Wilson Lab

The Wilson lab’s key interest is in determining how the mammalian brain processes and remembers information, focusing in particular on the discrimination and memory for odors.

Using electrophysiological, behavioral, genetic, neuroanatomical, and pharmacological approaches, we explore the neurobiology of memory and the role of experience in sensory system function.

The underlying hypothesis of much of our work is that memory plays a critical role in even basic sensory discrimination. That is, your perception of the world is not static but reflects your past experiences.

Some specific questions we are addressing include: 

  • How does sensory experience shape odor discrimination?
  • How does sensory encoding reflect hedonic /emotional associations of odors?
  • What role does sleep play in olfactory perceptual learning?
  • How do local neural circuits and larger regional networks interact to shape perception and memory?

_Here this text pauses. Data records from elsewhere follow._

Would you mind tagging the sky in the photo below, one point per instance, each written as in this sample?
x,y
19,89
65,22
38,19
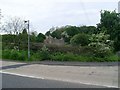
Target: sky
x,y
44,14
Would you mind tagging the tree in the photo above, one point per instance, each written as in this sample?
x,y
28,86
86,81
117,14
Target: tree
x,y
101,44
80,39
41,37
110,24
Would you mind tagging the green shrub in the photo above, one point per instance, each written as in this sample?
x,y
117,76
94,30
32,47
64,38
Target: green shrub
x,y
80,39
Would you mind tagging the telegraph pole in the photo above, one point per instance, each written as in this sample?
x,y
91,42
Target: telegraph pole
x,y
28,22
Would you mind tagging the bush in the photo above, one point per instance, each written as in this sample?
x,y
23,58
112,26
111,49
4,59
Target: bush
x,y
80,39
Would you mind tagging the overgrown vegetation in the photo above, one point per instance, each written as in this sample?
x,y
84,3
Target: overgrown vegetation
x,y
83,43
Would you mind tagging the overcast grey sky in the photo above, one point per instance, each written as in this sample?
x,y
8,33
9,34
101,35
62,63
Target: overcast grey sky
x,y
43,14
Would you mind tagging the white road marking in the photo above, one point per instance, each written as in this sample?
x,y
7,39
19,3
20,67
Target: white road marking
x,y
55,79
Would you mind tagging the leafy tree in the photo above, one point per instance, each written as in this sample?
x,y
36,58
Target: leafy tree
x,y
101,44
80,39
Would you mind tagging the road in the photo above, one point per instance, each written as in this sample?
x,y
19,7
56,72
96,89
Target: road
x,y
14,81
82,75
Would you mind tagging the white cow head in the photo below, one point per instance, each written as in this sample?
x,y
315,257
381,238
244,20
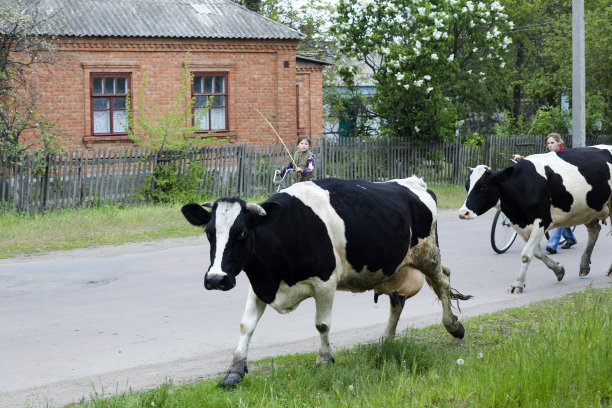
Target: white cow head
x,y
230,228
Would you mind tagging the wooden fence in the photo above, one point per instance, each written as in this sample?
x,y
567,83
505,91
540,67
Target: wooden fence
x,y
37,182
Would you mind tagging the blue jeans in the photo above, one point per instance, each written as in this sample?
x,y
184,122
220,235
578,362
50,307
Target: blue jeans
x,y
555,236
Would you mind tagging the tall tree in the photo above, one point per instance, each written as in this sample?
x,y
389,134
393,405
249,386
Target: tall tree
x,y
432,61
541,59
21,51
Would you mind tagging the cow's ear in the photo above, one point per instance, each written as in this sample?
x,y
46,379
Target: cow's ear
x,y
504,174
195,214
272,210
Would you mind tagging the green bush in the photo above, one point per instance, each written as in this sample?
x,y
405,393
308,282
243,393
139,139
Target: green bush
x,y
169,184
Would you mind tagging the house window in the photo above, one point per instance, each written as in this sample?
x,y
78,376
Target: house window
x,y
210,108
108,103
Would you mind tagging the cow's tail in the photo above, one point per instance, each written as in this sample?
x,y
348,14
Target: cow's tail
x,y
454,293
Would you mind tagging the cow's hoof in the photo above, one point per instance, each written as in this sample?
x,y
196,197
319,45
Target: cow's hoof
x,y
325,359
231,379
561,274
459,331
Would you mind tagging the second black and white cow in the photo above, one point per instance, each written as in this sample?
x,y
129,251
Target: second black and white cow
x,y
314,238
546,191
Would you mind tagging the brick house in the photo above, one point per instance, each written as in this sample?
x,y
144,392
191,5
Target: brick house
x,y
239,58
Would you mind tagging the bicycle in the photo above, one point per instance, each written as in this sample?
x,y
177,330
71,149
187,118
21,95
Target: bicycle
x,y
280,181
503,235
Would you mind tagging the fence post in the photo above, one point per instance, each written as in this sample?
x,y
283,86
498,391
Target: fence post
x,y
486,151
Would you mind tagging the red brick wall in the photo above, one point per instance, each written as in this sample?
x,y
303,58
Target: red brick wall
x,y
258,78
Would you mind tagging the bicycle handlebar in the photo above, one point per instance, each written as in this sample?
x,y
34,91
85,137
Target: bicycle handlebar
x,y
280,181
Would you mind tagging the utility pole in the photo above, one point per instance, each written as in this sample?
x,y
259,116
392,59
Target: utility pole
x,y
578,81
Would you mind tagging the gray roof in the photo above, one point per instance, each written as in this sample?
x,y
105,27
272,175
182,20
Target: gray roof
x,y
159,18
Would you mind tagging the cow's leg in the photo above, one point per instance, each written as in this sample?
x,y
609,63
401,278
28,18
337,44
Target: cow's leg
x,y
324,301
528,252
593,229
426,257
397,305
252,312
553,265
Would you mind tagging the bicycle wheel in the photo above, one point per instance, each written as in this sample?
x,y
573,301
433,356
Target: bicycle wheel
x,y
502,233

In addition, we are interested in how experience early in life (Fetal Alcohol Spectrum Disorder), or aging and dementia (Alzheimer’s disease) can influence sensory system function. Our current research is funded by the National Institutes of Health (NIH).

Fluorogold retrogradely labeled neurons projecting to the medial dorsal thalamus.

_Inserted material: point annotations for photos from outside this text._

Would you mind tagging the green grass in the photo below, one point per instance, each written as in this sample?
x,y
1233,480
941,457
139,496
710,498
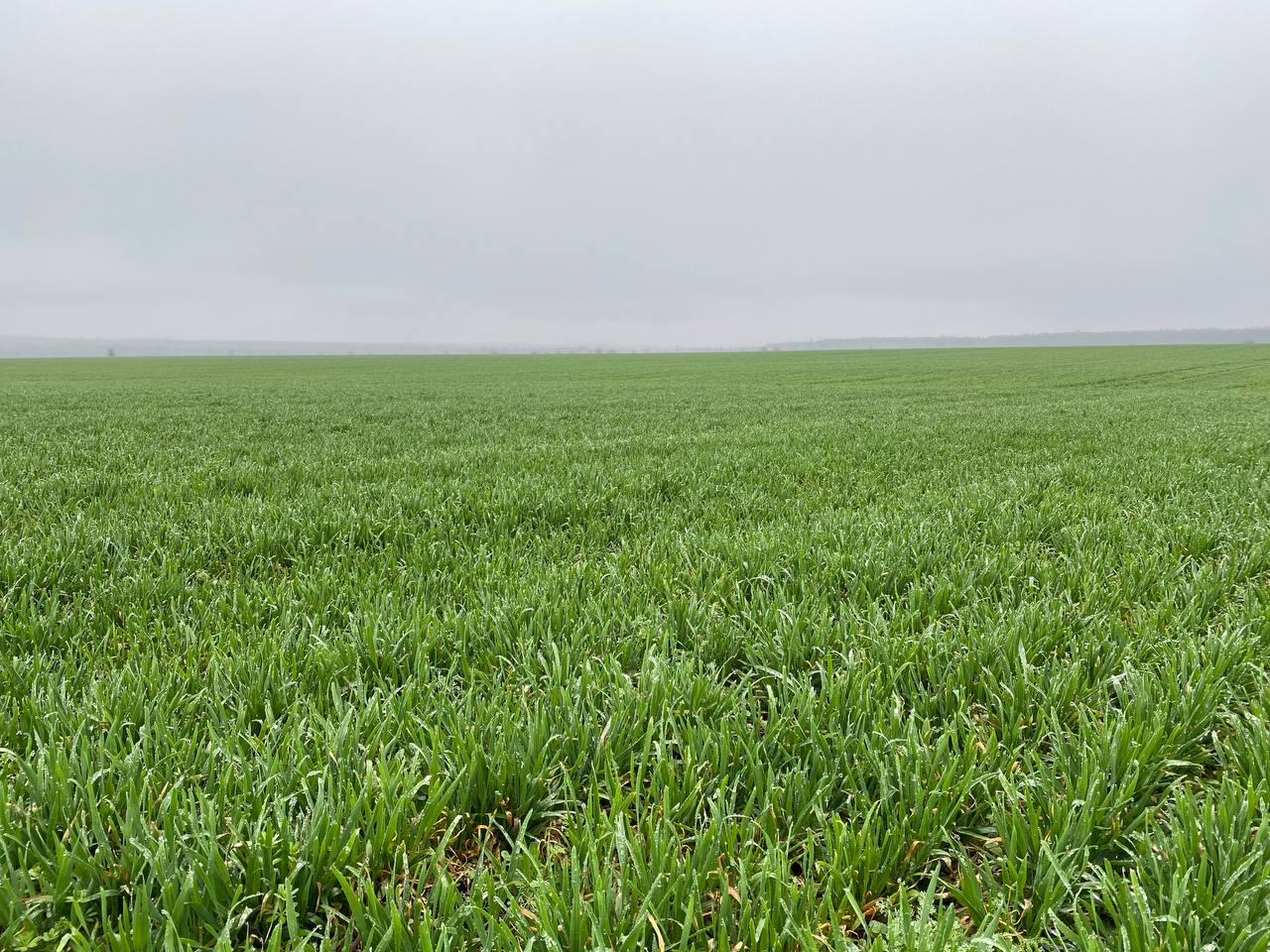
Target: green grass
x,y
898,651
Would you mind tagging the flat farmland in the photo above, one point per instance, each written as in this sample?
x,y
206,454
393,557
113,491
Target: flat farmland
x,y
905,651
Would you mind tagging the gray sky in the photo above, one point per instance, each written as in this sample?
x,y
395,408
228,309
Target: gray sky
x,y
665,172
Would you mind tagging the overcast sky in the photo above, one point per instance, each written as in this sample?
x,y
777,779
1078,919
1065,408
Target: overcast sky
x,y
643,173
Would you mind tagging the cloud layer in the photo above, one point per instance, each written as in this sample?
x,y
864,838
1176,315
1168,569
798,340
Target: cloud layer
x,y
629,175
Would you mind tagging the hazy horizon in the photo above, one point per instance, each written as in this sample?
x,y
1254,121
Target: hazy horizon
x,y
662,175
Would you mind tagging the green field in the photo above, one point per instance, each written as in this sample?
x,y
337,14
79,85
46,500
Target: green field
x,y
808,651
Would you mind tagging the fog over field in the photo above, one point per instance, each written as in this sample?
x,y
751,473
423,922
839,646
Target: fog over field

Fluorogold retrogradely labeled neurons projecting to the medial dorsal thalamus.

Current Investigations

A major focus in the lab is exploring the brain regions involved in creating our perception of smell. How does the brain translate chemicals inhaled through our nose into the scent of rose, or vanilla, or feces? How does the brain allow us to remember these smells, and to know whether we like or dislike them? What do different brain regions contribute to this incredible process? Together, this work will provide new insight into sensory processing and memory, and shed light on neural circuits underlying emotional responses to things we experience.

Research Focus

To examine how the brain receives, perceives, and remembers sensory information, especially through the sense of smell. We are interested in both normal sensory processing and sensory processing in pathological states, such as after adverse early life events and later life dementia.

The Sense of Smell

is an early victim of Alzheimer’s disease, often before the emergence of cognitive impairment. We are exploring how and why the sense of smell is vulnerable to the brain pathology associated with Alzheimer’s disease, and whether smell problems can be used as an early marker of disease progression.